MOH reports: A successful JISC funding bid meant we could add the Greater London Medical Officer of Health reports to the pilot project. Conservation is underway, and digitisation will begin in a few month’s time.
ProQuest: We have partnered with ProQuest to digitise our pre-1700 printed books for Early European Books online, with over 1,000 books now digitised and around 13,000 to go. Those with subscriptions and anyone in the UK can view our first 400 books on the EEB website with more to come shortly (search for “Wellcome”).
External content: We have had the first delivery from one of our external partners, Cold Spring Harbour Laboratory, including correspondence from the James Watson archive. This adds around 50,000 images to our digital archive collections, with more to come throughout 2012 and early 2013 from all partners.
Copyright and sensitivity: Hand in hand with digitisation, we are assessing our content for sensitivity and copyright issues where necessary. Sensitive items (containing certain types of private information as defined by the Data Protection Act) are identified and flagged as unsuitable for online dissemination. Copryight clearance of in-copyright works is underway with the help of the Authors’ Licensing and Collecting Society, and the Publishers’ Licensing Society.
Digital Asset Management & Storage: Safety Deposit Box 4.1, our digital asset management system, was extended to provide extra functionality for large sets of digital assets in 2011. This system is now in production. Our storage system, Pillar, now includes a Write Once Read Many (WORM) backup drive to ensure that our files are secure in the long term.
Workflow system: We procured Goobi (Intranda Version) with bespoke modifications in 2011 to act as a workflow system, enabling us to track project progress, and to automate a number of activities (including ingest of content into Safety Deposit Box). This has recently been put into use in production, particularly for the Genetics books digitisation project. Soon we will be using Goobi for all digitisation projects, and to ingest our backlog of images.

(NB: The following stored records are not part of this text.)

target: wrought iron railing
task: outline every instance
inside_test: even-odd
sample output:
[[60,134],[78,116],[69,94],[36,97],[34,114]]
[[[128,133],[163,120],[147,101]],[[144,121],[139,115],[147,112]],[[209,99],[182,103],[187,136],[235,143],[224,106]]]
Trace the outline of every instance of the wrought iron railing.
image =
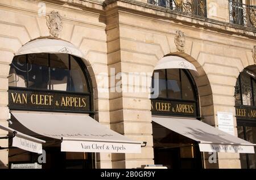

JPEG 2000: We now archive all our images in the JPEG 2000 (Part 1) format, and have an automated batching process set up with LuraWave. Soon, we will be implementing JPEG 2000 validation as part of this process to ensure all JPEG 2000s meet the correct standards before ingest.
Digital delivery: A new digital delivery system is currently under development that will interoperate with Safety Deposit Box and our new website content management system, Alterian CM7. We have commissioned CM7 developers Digirati to carry out this development, which will be completed at the end of the summer. So far they have produced a proof of concept system that demonstrates an end-to-end sequence from retrieval of images from Safety Deposit Box using METS files created by Goobi, to displaying images online. They are adapting Seadragon, the MS viewer used by several other digital libraries, to meet our specific needs and design criteria.
Search and discovery: We are also making changes to our single search system, Encore. This work is looking at providing better representation of archival metadata in Encore, and also options for incorporating a full-text index. The purpose is to provide access to all Library content – the catalogues as well as the digitised materials – via a single interface.
New website and user experience
User experience-led design: Last year the Library brought on board external suppliers Clearleft – user experience and web design experts – to help redesign the information architecture and visual appearance of the new website. New designs are already visible on the internal web development environment, so further user testing of a real website can soon be done.
Transferring content: The Library has carried out a full content audit of the current website, and prioritised content to carry across to the new site. The current site contains over 2,000 pages; this will be considerably reduced. The content carried across to the new site will be thoroughly edited to ensure it is up-to-date and consistent with the new site “style”.
Creating new content: New content will also be created once the content management system is in action, with a focus on the Foundation of Modern Genetics. This is a major part of the Library’s aim to provide interpretative content to both researchers and the “curious public”.